Timid people concern themselves too much about what others will think and say. They are constantly studying the impression they are making upon people who probably are not even thinking of them. Their super sensitiveness causes them to imagine themselves being criticized, slighted, and unfairly condemned by those who all the while are absorbed in their own affairs.
A man may be on the road to success when a single act of timidity may annul all his chances. People lose confidence in him if he lacks faith in himself. Courage is admired, fear never is. Courage is dignified, fear is repulsive. The man of courage is welcomed everywhere, while fear invites itself to a seat in the rear. The following incident actually occurred in a second-hand bookshop. The salesman had been talking for some time to a customer, when another man who had selected a book for himself mustered up enough courage to say: "Don't let me interrupt you, sir, if you are busy with that gentlemanI wanted to getthis book--but I can just as well call in on my way back--I would have to trouble you anyway--to change--a five-dollar bill--and perhaps--you haven't--the change-so I'll come back--in a little while--don't trouble, sir--and then I'll have the right change with me."
This sounds exaggerated, but it can be vouched for. What chance, think you, has such a man as that for advancement or distinction in the world? He is foredoomed to failure unless he changes his entire mental attitude.
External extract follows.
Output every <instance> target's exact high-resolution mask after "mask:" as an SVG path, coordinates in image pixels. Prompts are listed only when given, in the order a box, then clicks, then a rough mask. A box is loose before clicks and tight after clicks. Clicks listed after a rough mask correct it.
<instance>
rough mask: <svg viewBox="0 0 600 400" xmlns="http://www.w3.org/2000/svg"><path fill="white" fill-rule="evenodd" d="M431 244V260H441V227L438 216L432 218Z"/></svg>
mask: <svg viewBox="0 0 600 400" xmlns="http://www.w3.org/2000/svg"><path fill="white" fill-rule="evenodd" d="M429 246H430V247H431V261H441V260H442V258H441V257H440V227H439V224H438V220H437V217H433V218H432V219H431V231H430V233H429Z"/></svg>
Every man should learn to stand firmly upon his own feet. As himself he may become great; as an imitator he will amount to little. "Intellectual intrepidity," says Samuel Smiles "is one of the vital conditions of independence and self-reliance in character. A man must have the courage to be himself, and not the shadow or the echo of another. He must exercise his own powers, think his own thoughts, and speak his own sentiments. He must elaborate his own opinions, and form his own convictions. It has been said that he who dare not form an opinion must be a coward; he who will not, must be an idler; he who can not, must be a fool."